On a 2D plane, we place n
stones at some integer coordinate points. Each coordinate point may have at most one stone.
A stone can be removed if it shares either the same row or the same column as another stone that has not been removed.
Given an array stones
of length n
where stones[i] = [x_{i}, y_{i}]
represents the location of the i^{th}
stone, return the largest possible number of stones that can be removed.
Example 1:
Input: stones = [[0,0],[0,1],[1,0],[1,2],[2,1],[2,2]]
Output: 5
Explanation: One way to remove 5 stones is as follows:
1. Remove stone [2,2] because it shares the same row as [2,1].
2. Remove stone [2,1] because it shares the same column as [0,1].
3. Remove stone [1,2] because it shares the same row as [1,0].
4. Remove stone [1,0] because it shares the same column as [0,0].
5. Remove stone [0,1] because it shares the same row as [0,0].
Stone [0,0] cannot be removed since it does not share a row/column with another
stone still on the plane.
Example 2:
Input: stones = [[0,0],[0,2],[1,1],[2,0],[2,2]]
Output: 3
Explanation: One way to make 3 moves is as follows:
1. Remove stone [2,2] because it shares the same row as [2,0].
2. Remove stone [2,0] because it shares the same column as [0,0].
3. Remove stone [0,2] because it shares the same row as [0,0].
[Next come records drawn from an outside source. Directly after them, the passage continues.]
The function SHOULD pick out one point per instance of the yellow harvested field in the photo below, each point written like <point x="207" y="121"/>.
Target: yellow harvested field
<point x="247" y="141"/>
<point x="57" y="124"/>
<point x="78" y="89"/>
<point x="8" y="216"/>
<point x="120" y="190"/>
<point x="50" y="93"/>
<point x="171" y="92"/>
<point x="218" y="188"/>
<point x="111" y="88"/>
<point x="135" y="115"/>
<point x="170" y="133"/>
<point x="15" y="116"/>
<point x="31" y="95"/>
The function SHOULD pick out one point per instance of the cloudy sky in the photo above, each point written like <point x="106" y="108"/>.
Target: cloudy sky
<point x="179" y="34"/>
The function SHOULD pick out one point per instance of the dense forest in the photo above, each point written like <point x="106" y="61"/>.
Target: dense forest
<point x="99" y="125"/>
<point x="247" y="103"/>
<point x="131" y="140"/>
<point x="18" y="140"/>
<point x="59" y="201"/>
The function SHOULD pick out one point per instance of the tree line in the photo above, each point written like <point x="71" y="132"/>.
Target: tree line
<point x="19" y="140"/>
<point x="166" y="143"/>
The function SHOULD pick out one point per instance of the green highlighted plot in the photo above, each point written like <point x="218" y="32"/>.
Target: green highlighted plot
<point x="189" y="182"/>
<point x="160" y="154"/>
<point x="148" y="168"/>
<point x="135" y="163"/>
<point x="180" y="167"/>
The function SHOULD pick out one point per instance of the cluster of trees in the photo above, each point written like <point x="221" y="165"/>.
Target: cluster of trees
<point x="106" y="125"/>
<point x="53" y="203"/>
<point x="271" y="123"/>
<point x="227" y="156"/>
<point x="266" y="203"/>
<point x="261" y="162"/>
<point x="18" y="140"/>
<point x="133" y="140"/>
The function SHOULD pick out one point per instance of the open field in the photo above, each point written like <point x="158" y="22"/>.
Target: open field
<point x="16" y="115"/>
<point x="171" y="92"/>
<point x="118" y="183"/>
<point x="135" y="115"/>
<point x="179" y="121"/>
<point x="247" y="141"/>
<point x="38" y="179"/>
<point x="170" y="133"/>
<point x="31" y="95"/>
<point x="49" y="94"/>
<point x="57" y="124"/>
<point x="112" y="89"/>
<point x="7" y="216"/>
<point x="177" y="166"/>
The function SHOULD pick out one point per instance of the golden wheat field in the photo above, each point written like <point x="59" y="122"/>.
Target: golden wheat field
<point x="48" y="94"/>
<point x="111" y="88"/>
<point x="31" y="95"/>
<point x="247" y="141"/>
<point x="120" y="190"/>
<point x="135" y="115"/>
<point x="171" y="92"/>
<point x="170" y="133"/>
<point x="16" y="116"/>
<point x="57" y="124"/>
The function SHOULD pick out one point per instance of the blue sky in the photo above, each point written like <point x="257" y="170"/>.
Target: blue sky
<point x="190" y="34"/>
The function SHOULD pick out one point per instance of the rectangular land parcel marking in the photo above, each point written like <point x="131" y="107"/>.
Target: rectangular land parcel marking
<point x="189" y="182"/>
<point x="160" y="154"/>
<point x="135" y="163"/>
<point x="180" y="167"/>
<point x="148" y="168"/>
Stones [0,0] and [1,1] cannot be removed since they do not share a row/column
with another stone still on the plane.
Example 3:
Input: stones = [[0,0]]
Output: 0
Explanation: [0,0] is the only stone on the plane, so you cannot remove it.
Constraints:
1 <= stones.length <= 1000
0 <= x_{i}, y_{i} <= 10^{4}
 No two stones are at the same coordinate point.